その計画とは、人類そのものを兵器にしてしまうものだった。
人類クリーガー化計画と呼ばれるそれは、ある薬を人体に投与し、ある条件を達成すると身体の神経が研ぎ澄まされ身体能力を桁違いにパワーアップさせてしまう恐ろしいものだった。
まずは実験として、ロスクルド帝国の王族にこの薬を投与してみた。特に何も知らせず、条件がクリアされるのを待った。これにより王族の血は特殊なものへと変化したのだ。
次に彼は、貧しい地域で暮らしている子供達を集めた。言葉巧みに誘導したり、無理やり連れ去ったりと様々な手段で純粋なその心を悪に染めていった。
彼は王族の人間と、自分で集めた子供達を兵器として扱い、人類を滅ぼす計画を企てたのだ。
彼が集めた子供達の中に、白っぽい髪の毛をした1人の少年がいた。名をハヤトと言い、後にアカツキ義勇団に入りバールと共に戦うことになる少年。
ハヤトは貧しい母子家庭で育った。父は幼い頃にすでに亡くなってしまっていた。
ハヤトはよくペットボトルなどの資源を売りに遠く離れた街に行かされていた。
いつも通り、大量の資源を持って出掛けていた時だった。
突然背後から押さえられ、連れ去られてしまう。ハヤトを連れ去ったのはサンダースの父の仲間だった。
ハヤトはそのまま眠らされ、例の薬を投与される。
目が覚めると白い壁の部屋だったが、ハヤトは自分が何をされたのか分からなかった。
その頃のサンダースはというと、北方コヘバス国を植民地としていたロザオーン帝国の兵士として戦争を止めることに貢献。それが認められて六槍師の名を与えられていた。

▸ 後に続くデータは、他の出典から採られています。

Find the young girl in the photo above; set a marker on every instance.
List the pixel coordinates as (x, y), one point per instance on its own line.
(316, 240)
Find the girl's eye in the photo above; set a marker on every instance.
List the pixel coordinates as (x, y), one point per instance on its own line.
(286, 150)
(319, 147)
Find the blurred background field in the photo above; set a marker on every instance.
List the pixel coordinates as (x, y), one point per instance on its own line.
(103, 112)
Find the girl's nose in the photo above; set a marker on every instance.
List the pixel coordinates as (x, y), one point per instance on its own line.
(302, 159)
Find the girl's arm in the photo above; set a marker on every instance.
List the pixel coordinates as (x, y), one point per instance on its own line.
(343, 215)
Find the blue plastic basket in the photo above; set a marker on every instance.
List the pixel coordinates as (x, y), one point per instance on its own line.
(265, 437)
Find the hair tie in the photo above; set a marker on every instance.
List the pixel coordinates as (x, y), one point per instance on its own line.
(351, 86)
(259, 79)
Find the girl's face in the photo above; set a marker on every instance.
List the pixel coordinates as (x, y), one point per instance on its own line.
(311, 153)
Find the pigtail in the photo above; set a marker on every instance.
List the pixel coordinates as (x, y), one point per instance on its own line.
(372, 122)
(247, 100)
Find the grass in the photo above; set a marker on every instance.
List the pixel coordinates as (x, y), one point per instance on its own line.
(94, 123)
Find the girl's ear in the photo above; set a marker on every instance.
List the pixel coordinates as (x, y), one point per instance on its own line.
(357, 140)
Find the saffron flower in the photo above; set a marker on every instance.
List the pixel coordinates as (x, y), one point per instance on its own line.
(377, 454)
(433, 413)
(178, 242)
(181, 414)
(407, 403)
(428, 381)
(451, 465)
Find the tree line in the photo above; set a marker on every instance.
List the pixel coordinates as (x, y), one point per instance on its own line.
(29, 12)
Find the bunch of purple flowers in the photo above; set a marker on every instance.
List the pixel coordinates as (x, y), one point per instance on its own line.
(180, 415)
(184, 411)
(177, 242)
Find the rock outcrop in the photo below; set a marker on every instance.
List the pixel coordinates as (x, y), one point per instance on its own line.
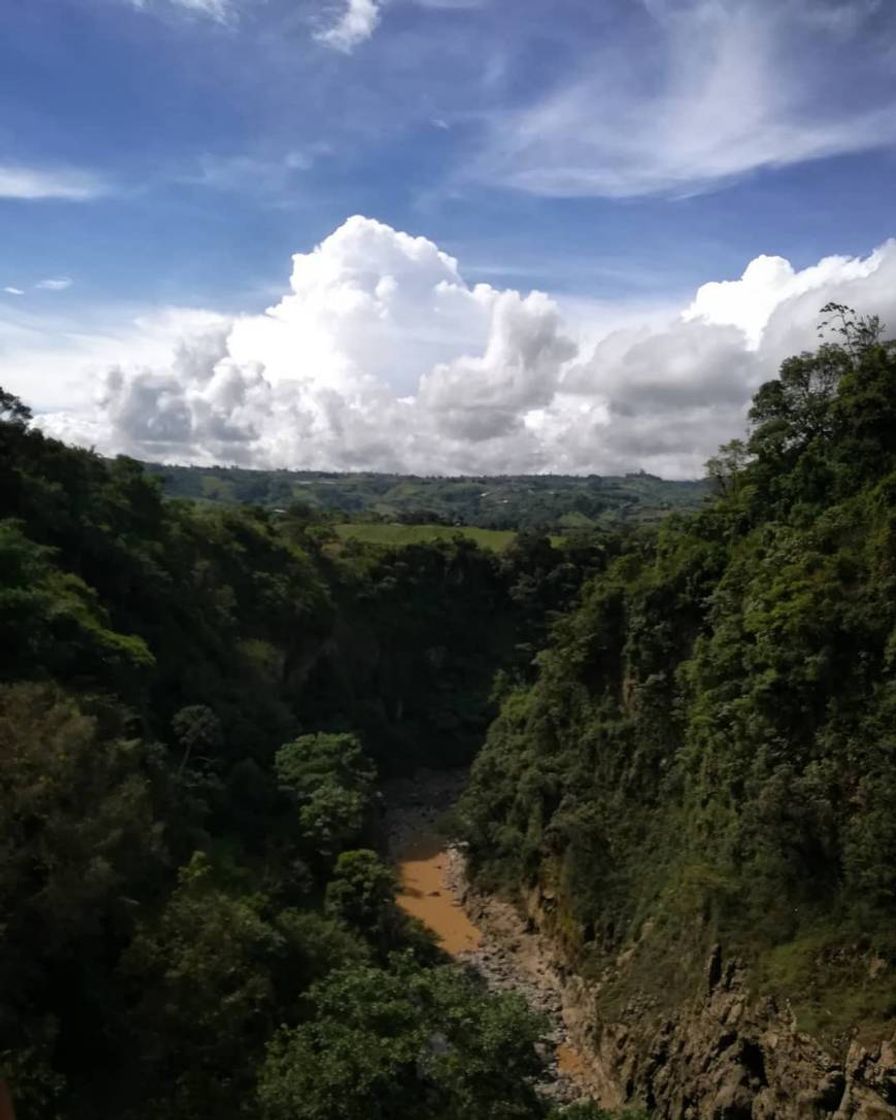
(725, 1055)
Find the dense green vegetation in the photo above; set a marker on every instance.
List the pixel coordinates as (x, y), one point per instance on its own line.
(513, 502)
(708, 753)
(197, 701)
(194, 708)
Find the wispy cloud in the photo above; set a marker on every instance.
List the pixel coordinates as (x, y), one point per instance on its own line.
(356, 24)
(221, 11)
(54, 283)
(34, 183)
(248, 171)
(717, 91)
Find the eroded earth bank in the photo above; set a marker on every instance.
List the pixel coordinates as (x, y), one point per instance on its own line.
(727, 1054)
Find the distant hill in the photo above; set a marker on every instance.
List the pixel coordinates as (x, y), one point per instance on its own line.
(509, 502)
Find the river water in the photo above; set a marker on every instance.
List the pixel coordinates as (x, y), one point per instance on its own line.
(430, 890)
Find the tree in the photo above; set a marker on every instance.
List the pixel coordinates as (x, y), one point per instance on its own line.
(332, 783)
(404, 1044)
(362, 893)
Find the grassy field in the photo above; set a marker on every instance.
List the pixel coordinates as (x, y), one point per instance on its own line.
(395, 534)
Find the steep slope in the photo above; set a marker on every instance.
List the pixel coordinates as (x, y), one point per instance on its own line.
(708, 759)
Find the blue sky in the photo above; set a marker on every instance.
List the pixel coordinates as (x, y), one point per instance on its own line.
(174, 154)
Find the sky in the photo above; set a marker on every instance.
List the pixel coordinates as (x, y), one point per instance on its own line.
(441, 236)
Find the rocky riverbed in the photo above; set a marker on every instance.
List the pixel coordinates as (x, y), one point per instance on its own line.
(483, 933)
(727, 1053)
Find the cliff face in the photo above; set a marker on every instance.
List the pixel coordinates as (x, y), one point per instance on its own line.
(725, 1054)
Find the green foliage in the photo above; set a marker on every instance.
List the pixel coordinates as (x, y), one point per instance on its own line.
(395, 535)
(404, 1043)
(707, 753)
(362, 894)
(379, 505)
(173, 879)
(332, 783)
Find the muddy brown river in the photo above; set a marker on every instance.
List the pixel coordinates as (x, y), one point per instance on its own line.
(426, 895)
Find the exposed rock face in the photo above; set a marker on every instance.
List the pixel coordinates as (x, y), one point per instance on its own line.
(724, 1056)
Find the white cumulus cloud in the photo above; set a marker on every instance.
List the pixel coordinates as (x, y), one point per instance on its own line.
(54, 283)
(356, 24)
(381, 356)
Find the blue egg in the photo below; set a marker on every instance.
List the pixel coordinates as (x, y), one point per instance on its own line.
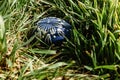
(53, 30)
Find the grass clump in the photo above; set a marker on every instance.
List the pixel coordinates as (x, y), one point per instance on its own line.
(94, 40)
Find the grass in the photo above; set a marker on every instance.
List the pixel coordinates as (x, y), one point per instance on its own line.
(91, 53)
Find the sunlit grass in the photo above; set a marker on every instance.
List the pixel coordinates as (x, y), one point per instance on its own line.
(94, 47)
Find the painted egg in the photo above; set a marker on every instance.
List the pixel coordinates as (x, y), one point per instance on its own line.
(53, 30)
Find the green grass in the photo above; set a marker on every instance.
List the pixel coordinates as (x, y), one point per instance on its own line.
(93, 52)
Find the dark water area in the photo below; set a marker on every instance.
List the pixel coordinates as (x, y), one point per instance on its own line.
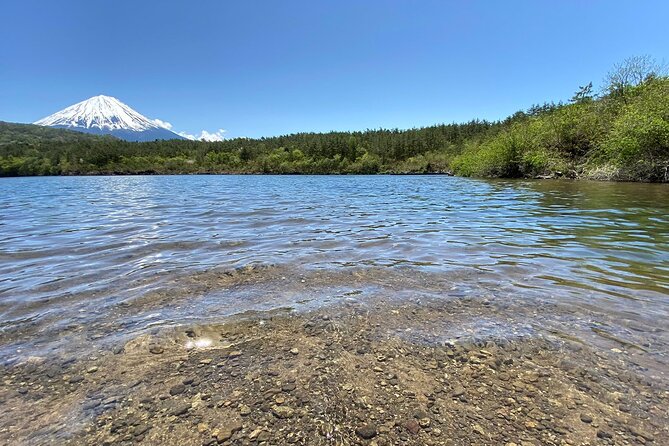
(86, 261)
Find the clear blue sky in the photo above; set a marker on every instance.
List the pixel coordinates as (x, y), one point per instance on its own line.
(262, 68)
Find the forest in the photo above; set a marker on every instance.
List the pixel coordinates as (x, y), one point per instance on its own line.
(619, 133)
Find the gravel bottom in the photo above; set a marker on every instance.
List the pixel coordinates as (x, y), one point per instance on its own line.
(350, 375)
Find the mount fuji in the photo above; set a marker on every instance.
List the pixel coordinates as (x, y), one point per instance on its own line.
(105, 115)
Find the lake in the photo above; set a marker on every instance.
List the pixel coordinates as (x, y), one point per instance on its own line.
(75, 250)
(325, 310)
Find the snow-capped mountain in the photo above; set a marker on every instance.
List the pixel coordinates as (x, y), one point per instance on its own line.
(104, 115)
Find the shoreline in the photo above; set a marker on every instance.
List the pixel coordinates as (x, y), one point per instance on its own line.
(344, 375)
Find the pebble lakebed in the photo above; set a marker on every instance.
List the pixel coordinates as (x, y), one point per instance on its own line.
(356, 373)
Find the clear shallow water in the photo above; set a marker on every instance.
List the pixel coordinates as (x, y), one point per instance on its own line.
(80, 255)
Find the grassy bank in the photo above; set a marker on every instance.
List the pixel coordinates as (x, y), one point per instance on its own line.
(621, 133)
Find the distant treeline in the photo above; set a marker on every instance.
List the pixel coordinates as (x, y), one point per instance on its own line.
(621, 133)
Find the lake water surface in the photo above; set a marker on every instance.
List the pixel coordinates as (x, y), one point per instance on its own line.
(85, 261)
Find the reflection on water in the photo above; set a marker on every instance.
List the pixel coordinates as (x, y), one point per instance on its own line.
(74, 250)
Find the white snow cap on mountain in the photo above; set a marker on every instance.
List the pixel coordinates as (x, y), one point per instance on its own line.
(101, 112)
(107, 115)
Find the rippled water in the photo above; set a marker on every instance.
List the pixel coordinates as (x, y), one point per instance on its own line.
(80, 255)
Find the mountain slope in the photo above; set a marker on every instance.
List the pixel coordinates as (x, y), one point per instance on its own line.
(12, 134)
(105, 115)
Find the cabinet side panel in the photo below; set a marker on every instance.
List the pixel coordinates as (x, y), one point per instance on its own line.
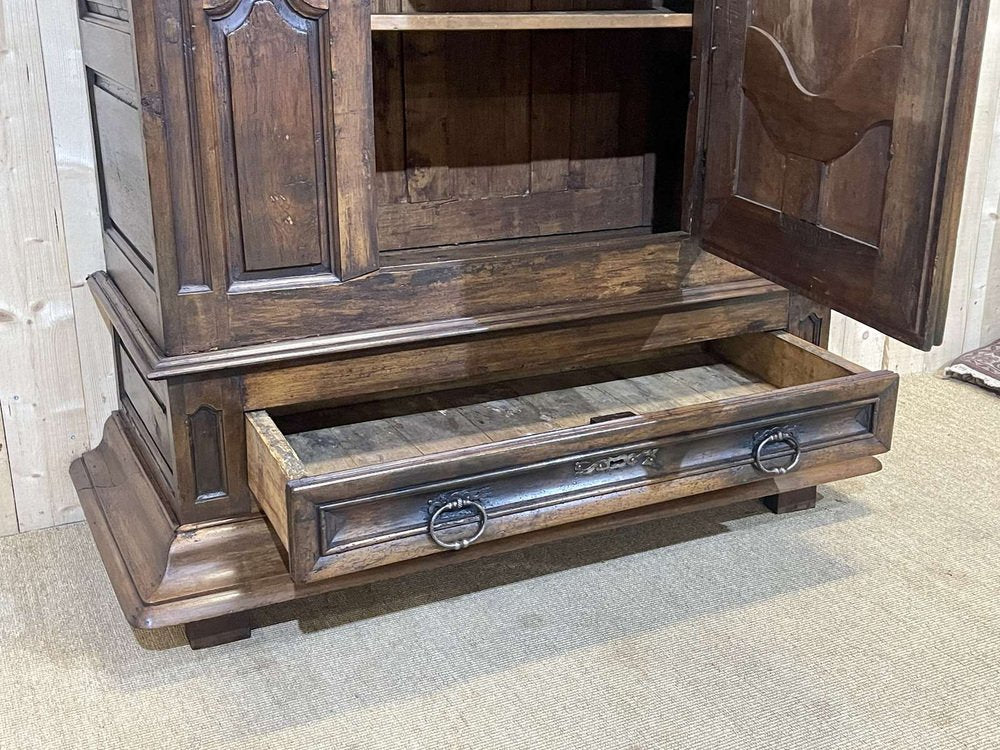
(126, 199)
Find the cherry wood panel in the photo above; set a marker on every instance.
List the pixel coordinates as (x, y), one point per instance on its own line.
(835, 138)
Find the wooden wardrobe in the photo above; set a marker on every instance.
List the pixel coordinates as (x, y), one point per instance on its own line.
(399, 283)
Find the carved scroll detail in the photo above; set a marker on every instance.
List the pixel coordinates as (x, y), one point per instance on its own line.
(820, 126)
(310, 8)
(617, 463)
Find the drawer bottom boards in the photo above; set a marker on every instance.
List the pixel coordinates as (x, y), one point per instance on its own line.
(357, 487)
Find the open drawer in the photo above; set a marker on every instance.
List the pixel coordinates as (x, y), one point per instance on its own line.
(357, 487)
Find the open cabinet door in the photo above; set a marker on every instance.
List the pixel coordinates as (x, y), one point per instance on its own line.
(835, 148)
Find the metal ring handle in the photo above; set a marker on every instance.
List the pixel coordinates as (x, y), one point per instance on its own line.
(778, 436)
(458, 504)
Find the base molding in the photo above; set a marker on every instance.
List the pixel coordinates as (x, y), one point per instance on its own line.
(164, 574)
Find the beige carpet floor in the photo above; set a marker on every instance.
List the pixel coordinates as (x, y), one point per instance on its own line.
(872, 621)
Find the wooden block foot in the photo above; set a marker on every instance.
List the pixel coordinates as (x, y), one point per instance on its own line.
(789, 502)
(218, 630)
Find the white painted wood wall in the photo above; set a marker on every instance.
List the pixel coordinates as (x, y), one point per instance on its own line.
(56, 372)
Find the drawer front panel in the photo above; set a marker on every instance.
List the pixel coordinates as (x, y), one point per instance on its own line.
(354, 524)
(343, 523)
(382, 502)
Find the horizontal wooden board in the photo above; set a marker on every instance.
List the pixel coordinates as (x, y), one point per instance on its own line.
(510, 21)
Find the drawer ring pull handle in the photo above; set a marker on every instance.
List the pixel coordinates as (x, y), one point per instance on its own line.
(777, 436)
(458, 504)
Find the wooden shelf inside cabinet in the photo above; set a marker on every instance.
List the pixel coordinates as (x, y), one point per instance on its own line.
(535, 20)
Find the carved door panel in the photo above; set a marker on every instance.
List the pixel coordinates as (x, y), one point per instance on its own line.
(283, 103)
(833, 149)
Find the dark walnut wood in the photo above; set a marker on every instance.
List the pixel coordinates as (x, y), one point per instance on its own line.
(834, 141)
(387, 285)
(164, 574)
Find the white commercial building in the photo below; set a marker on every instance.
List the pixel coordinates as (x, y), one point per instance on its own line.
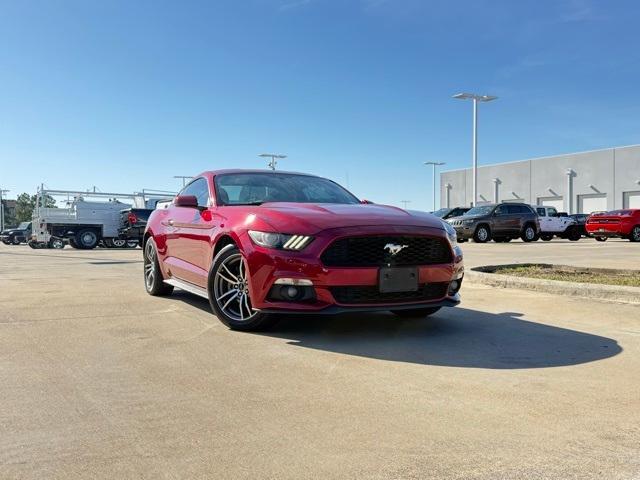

ある日、彼が訓練をしている時に1本の電話が入る。それは父からだった。
サンダースは父が今進めている計画を聞かされる。お前も手伝わないか?と誘われ父の研究所に案内される。
サンダースは協力するために言われるがまま研究所に行ったのでは無かった。計画を止めようとしていたのだ。
「親父がやろうとしていることは間違ってる!頼む、どうか考え直してくれ…… 」
サンダースが説得しようと試みるも、時すでに遅し。
「いいか?世界は私のものになろうとしているんだ。今更止められるような話ではない。」
どう説得しても父の心には響かない。
すると、父が1人の子供を連れてきた。それはハヤトだった。
「こいつには特殊な薬を投与してある。あとはこいつに一手間加え、戦闘の基礎を叩き込めば人間兵器の完成だ。」
そう言って彼は不気味な笑みを浮かべる。
彼が連れてきた子供は、とても純粋な目をしていた。
(こんな小さな子が、人類を滅ぼす兵器にされるなんて……)
サンダースは、どうにかしてこの少年だけでも保護しよう。そう決心した。
父とその仲間が目を離した一瞬の隙に、ハヤトを連れ去り、研究所から脱出する。
ハヤトは不思議そうな顔をしているが、
「俺が、絶対に救ってやるからな……!」
そう言ってサンダースは知人の医師に頼み、ハヤトの記憶を消し、自らの元で保護することにしたのであった。